Toda forma de publicidad cae dentro del arco de aceptación del consumidor, que va desde el entusiasmo hasta el fastidio. En un extremo de este arco está la exposición completamente involuntaria al mensaje publicitario, como una promoción por teléfono, que nadie pidió, o un anuncio en el cine, o un cartel exterior.

En teoría, usted puede rechazar este tipo de publicidad cortando la llamada, retirándose del cine o no mirando un cartel. Pero igualmente su conciencia ya ha sido invadida. Cuanto más se difunde este tipo de publicidad, más se aproxima su final. En algún momento el público se cansa y dice: «¡Basta!». Luego se aprueban leyes que prohíben fijar carteles que estropean el paisaje, o el abuso telefónico, o en el cine los espectadores abuchean los anuncios para intentar que no los pongan más.

En el otro extremo del arco está el tipo de publicidad al que usted se expone voluntariamente y hasta con entusiasmo. Aquí se ubicaría el catálogo que usted manda pedir o el folleto informativo sobre el coche que usted quiere comprar.

Y luego, en el medio del arco cae casi toda la otra publicidad, que podría llamarse semivoluntaria. En muchos casos no es ni muy relevante para sus necesidades individuales ni tan convincente como para hacer que usted le preste atención. Pero aun así el aviso es, también, bastante evitable. Es fácil pasar la página de la revista, o tirar a la basura la carta que no le interesa. El problema con este tipo de publicidad es que está siempre en peligro de alcanzar el punto de saturación.

De los 5.000 mensajes comerciales a los que está expuesto por día un consumidor promedio en Estados Unidos, unos dos millones al año, tan sólo recuerda entre el 2% y el 3% sin ayuda, según un estudio encargado por Whittle Communications.
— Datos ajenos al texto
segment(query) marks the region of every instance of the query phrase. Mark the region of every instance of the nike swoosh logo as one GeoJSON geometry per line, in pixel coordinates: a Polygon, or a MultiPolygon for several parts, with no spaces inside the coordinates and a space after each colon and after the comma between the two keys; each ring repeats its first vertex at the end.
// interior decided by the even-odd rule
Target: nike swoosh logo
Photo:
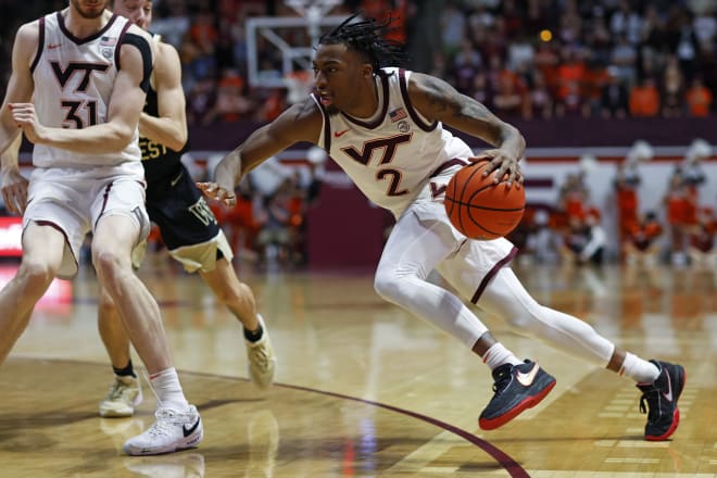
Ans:
{"type": "MultiPolygon", "coordinates": [[[[667,373],[666,373],[667,374],[667,373]]],[[[663,392],[663,397],[665,400],[668,402],[672,401],[672,380],[669,378],[669,374],[667,374],[667,393],[663,392]]]]}
{"type": "Polygon", "coordinates": [[[201,420],[200,417],[197,417],[197,422],[194,422],[194,425],[192,425],[190,428],[187,428],[186,426],[181,426],[181,432],[185,433],[185,438],[189,437],[191,433],[194,432],[197,427],[199,427],[199,422],[201,420]]]}
{"type": "Polygon", "coordinates": [[[538,375],[538,370],[540,369],[540,366],[538,364],[534,364],[530,372],[527,374],[518,370],[518,373],[515,375],[516,380],[524,386],[524,387],[530,387],[532,385],[532,381],[536,379],[536,375],[538,375]]]}
{"type": "Polygon", "coordinates": [[[174,188],[174,185],[176,185],[177,183],[179,183],[179,179],[181,179],[181,176],[183,176],[184,174],[185,174],[184,171],[183,171],[181,173],[179,173],[179,176],[177,176],[176,178],[174,178],[174,179],[172,179],[172,180],[169,181],[169,186],[172,186],[172,187],[174,188]]]}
Otros estudios demuestran que, aunque se logre aumentar el reconocimiento, ese aumento de «presencia en la mente» no siempre conduce a un aumento correlativo de participación en el mercado.
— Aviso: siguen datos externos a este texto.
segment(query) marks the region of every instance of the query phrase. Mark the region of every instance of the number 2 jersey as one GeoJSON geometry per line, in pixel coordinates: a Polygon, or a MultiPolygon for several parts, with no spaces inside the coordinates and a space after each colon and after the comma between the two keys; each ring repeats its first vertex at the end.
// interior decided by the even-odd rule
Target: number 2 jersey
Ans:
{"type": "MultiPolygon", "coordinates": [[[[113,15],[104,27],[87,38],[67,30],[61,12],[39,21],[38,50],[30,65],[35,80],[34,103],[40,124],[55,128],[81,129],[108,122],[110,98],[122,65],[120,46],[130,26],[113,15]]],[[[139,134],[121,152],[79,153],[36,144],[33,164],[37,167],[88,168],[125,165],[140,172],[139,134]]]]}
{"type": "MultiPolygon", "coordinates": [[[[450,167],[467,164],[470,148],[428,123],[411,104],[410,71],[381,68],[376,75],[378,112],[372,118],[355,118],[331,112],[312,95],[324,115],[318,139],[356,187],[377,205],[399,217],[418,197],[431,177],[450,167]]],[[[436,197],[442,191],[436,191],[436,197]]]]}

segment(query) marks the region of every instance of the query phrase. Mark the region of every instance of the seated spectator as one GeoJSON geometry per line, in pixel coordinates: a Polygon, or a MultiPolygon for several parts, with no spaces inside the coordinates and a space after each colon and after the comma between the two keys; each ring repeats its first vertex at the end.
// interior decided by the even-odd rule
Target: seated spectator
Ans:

En promoción de ventas los anunciantes de productos envasados en Estados Unidos distribuyen unos 267 millones de cupones de descuentos no pedidos al año, mucho más de 2.500 por casa. Casi todos los que van y usan el cupón son usuarios satisfechos con la marca, buscadores de ofertas a quienes no les importa la marca o gente que falsifica cupones.

Los críticos insisten en que el cuponeo es malo para la marca porque enseña a los consumidores a comprar por precio y no por marca y erosiona las ganancias premiando a clientes y a ladrones. Procter & Gamble mostró cómo salir del bosque del cuponeo con su política de «precios bajos todos los días». Y así sigue. Y cuanto más sube la marea de publicidad involuntaria y semivoluntaria, más anunciantes comenzarán a prestar más atención a las virtudes de la publicidad voluntaria.